In 1984 the family moved to Urumqi in Xinjiang. On Wuer's bedroom wall hung a portrait of the ancient poet Qu Yuan. Wuer began to write poetry, and took part in school affairs. He helped edit the school newspaper, an experience friends believe developed his interest in freedom of the press. In the summers he went on school field trips into the mountains to stay with the cossack herdsmen. That too left an impression. "He could tell the difference between the life of the ordinary people and the life of the leaders, and he got ideas from these people," said a friend. In 1988 he entered Beijing Normal University. He told friends he wanted to study Chinese literature but felt compelled to pursue an education degree because the Uighurs were in dire need of teachers.

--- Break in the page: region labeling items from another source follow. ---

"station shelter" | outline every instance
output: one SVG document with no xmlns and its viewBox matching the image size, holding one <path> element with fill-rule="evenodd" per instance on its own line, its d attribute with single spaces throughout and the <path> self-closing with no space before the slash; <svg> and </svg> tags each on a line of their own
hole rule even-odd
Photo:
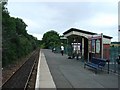
<svg viewBox="0 0 120 90">
<path fill-rule="evenodd" d="M 71 28 L 63 33 L 67 38 L 68 56 L 91 60 L 92 57 L 109 59 L 112 37 Z"/>
</svg>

Last January his ideas seemed to flower into activism. He wrote a friend that inflation was "robbing the country," and he worried about its impact on workers. His political views grew out of his own experiences, not Western influence; he never went abroad, but his voracious reading exposed him to all sorts of modern concepts, Chinese and foreign. "He believed," said a friend, "the Chinese expression that the leaders should serve the people."
During the pro-democracy demonstrations, Wuer headed the banned independent union of students, where his sophisticated ideas and brash irreverence won him considerable celebrity. But it was less easy for those who knew him well to think of him on a hunger strike. Since childhood he had suffered acute stomach trouble, and only a few days into the fast he collapsed and was carried to the hospital. His mother crossed the country from Xinjiang to plead with him not to resume his fast. He persisted.
Said a friend: "He fears nothing; he was always like that." But now, with his face on wanted posters across the country, Wuer Kaixi has all China to fear.